Your Fratoscope: October 20, 2013
on October 20, 2013 at 12:01 amIf your birthday is this week: Get ready for a big surprise! The bed bugs in your place spell out “Happy Birthday” on your sheets!
Aries: Dick Cheney will burst into your place, search it, point at you and say, “I got my eye on you.” He’ll leave without explanation.
Taurus: Your Breaking Bad cosplay at the bank makes everyone think there’s been a bio hazard spill.
Gemini: You will find change at a crime scene, but the detective will claim that it’s “evidence”.
Lemini: Rest easy now. The battery to that musical greeting card that fell between the crack in the floor will finally die this week.
Cancer: After a particularly wet fart, you’ll be forced to take an extra shower.
Leo: Your newspaper boy has a mental breakdown and starts throwing iPad’s on everyone’s stoop.
Virgo: You will wake up with a goat licking your face and a broken window.
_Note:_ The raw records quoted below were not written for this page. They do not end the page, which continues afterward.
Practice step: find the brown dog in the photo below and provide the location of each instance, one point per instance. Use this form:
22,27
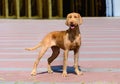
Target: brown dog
66,40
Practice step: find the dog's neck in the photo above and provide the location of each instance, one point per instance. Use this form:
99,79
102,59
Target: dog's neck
72,33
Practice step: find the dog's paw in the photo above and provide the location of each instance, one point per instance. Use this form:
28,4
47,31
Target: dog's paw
64,74
29,49
78,72
50,71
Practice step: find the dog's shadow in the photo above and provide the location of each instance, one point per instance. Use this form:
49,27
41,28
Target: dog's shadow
59,69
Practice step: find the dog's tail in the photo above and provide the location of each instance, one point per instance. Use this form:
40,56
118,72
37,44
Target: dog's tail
34,48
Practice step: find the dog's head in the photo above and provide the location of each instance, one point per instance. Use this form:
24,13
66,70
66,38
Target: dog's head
73,20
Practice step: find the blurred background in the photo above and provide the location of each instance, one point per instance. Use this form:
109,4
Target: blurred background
53,9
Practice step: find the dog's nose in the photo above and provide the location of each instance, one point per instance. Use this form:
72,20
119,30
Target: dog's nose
71,23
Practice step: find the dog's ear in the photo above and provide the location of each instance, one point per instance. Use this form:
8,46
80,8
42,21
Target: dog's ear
80,19
67,20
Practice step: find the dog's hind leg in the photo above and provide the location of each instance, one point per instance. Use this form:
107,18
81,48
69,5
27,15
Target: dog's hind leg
56,51
42,52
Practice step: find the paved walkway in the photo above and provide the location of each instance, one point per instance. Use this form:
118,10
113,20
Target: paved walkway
99,54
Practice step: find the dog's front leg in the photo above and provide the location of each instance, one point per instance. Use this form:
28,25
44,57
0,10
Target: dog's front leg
42,52
76,59
64,74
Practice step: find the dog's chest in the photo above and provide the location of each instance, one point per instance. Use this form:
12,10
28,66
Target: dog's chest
74,44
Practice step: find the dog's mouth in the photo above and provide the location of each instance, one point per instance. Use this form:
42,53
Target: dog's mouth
72,26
That will teach you to laugh at your neighbor’s goat-a-pult.
Libra: You may be smoking too much pot, as your pot dealer insists on “taking a break”.
Scorpio: It turns out, sex in an aquarium tank isn’t all that kinky and you end up traumatizing a manta ray.
Sagittarius: Your dog will urge you to go out more, as he’s anxious to throw a party without you around.
Capricorn: Some sadist will fill your local Coke machine with RC Cola.
Aquarius: Your local CVS will simple switch over to selling nothing but candy.
Pisces: You will realize you’ve missed the Walking Dead premiere and don’t care.